Herd to believe,but in 15 days the booksigning at Santa Barbara’s Chaucer’s Books will be behind us and we (my wife, my son, and I) will be taking to the open road on our way to the East Coast.
Our first stop will be Las Vegas. Why? Because it’s there. Though it certainly does have a certain literary and cinematic allusiveness, to boot. I hope that, unlike Hunter S. Thompson, I won’t see giant bats flying at the windshield as we get close.
The second stop will be Salt Lake City–city that Wallace Stegner came to consider home, and home to one of my major clients as a printer: Gibbs Smith, Publisher. We will definitely stop in at Gibbs Smith, Publisher, where I want to introduce my son to Marty Lee- Vice President of Production and a fine human being.
Gibbs Smith, Publisher grew from very small publisher to one of the powerhouses of the Western United States. Below, some of their history (lifted from their website)
The Beginning
Gibbs M. Smith always wanted to be a history professor. But while in pursuit of his master’s degree, Smith wrote a dissertation on Joe Hill–American labor martyr, proletarian folk hero, and songwriter–that profoundly changed his life. After the book was published by the University of Utah press and made into a movie, Gibbs started entertaining the idea of starting his own publishing company. While riding a cable car in San Francisco and contemplating this venture, he wrote Alfred Knopf a letter. “In my view, he was the greatest publisher in America,” reflects Smith. Knopf wrote back with words of encouragement; later they spoke over the phone. Gibbs now had the inspiration needed to embark upon this extraordinary entrepreneurial adventure. In 1969, Gibbs and his wife, Catherine, started the company known today as Gibbs Smith, Publisher. With $12,000 in cash earned from the Smiths’ work on the movie Joe Hill, the company published four initial books, which would be used as supplementary texts in college history classes. The first few years were tough, as Gibbs and his wife, Cathy, ran the company out of their studio apartment in Santa Barbara.
The Barn
In 1973, the company relocated to Utah, where Gibbs and Cathy reinvested profits back into the business and lived on savings. They spent the first summer there converting an old barn (built in 1916) on the family farm into offices. It was a race against time, as the barn had no roof and winter was rapidly approaching. During that summer they also managed to publish a new textbook, Utah’s Heritage. This proved to be a very wise decision, as the company’s textbook division provided financial stability during the early years.

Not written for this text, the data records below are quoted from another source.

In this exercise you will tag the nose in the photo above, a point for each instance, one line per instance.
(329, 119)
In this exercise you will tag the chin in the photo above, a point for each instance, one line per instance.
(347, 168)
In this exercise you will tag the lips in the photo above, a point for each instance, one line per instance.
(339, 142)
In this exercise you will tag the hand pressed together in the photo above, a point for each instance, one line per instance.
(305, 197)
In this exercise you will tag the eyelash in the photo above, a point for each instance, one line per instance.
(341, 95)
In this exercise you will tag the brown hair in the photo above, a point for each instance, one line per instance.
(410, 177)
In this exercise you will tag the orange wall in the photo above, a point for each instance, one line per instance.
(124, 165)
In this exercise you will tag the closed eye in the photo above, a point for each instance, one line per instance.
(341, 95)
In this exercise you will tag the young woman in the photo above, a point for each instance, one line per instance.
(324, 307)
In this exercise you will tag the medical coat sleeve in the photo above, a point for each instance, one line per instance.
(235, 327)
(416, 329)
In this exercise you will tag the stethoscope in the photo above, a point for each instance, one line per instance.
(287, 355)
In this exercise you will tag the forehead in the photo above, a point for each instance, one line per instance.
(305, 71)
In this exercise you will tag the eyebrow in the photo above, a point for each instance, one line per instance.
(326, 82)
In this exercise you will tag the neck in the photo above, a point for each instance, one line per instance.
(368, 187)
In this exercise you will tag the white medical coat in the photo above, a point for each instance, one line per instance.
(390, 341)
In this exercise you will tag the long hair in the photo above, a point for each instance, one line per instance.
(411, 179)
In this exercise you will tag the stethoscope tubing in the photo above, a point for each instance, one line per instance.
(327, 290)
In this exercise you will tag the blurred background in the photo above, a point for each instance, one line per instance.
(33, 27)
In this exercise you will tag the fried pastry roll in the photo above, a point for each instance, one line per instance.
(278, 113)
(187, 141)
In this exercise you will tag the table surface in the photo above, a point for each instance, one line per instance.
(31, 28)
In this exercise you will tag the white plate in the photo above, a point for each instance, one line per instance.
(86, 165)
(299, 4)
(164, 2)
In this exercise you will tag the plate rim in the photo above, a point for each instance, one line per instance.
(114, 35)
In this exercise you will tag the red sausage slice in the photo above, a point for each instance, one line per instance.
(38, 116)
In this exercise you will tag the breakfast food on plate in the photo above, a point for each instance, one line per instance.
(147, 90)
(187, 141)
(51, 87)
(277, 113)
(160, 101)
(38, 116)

Working in a semi-converted barn was challenging at times. Madge Baird, who joined the company in 1974 and now serves as Managing Editor, recalls a meeting with an author that was interrupted by the birth of a lamb. “When I heard the news I jumped up, ran outside, and started ‘lambing,’” she said.

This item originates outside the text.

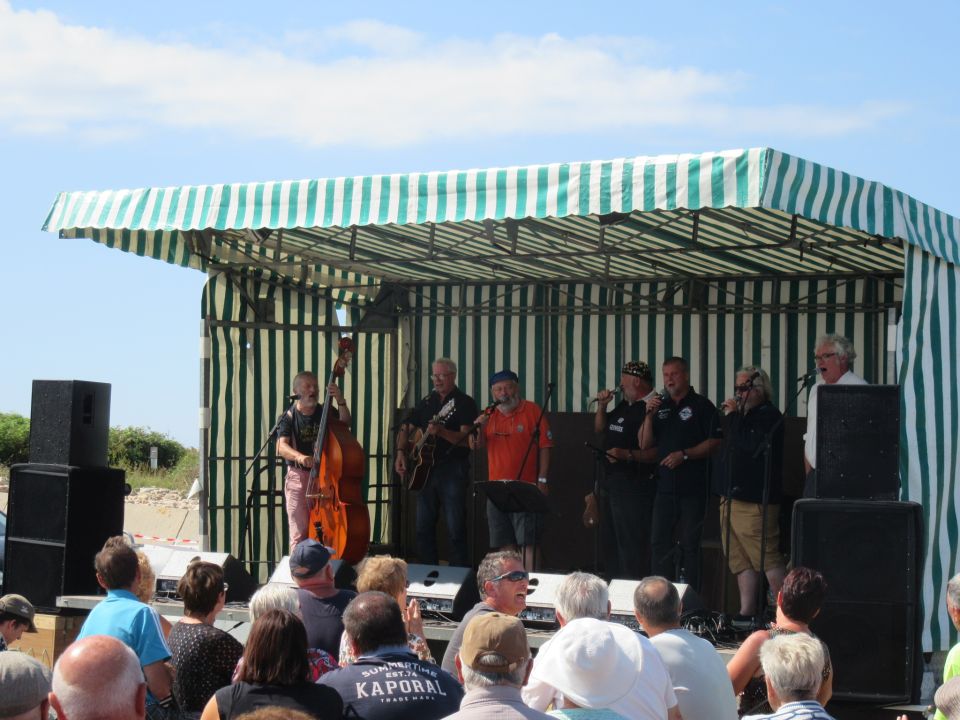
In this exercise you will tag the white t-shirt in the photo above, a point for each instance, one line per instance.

Gibbs will never forget sharing the barn with cows those first few years. “You could hear them mooing through the walls,” he says with a smile. “People could hear them over the phone, too.” When he would explain the ruckus, the response on the other end of the line was always the same: “You do what . . .from where?”
Today, many of the employees of Gibbs Smith, Publisher continue to work in the small but rustic and charming barn, and thankfully, the cows are long gone.
I’ll tell you more in the days that follow.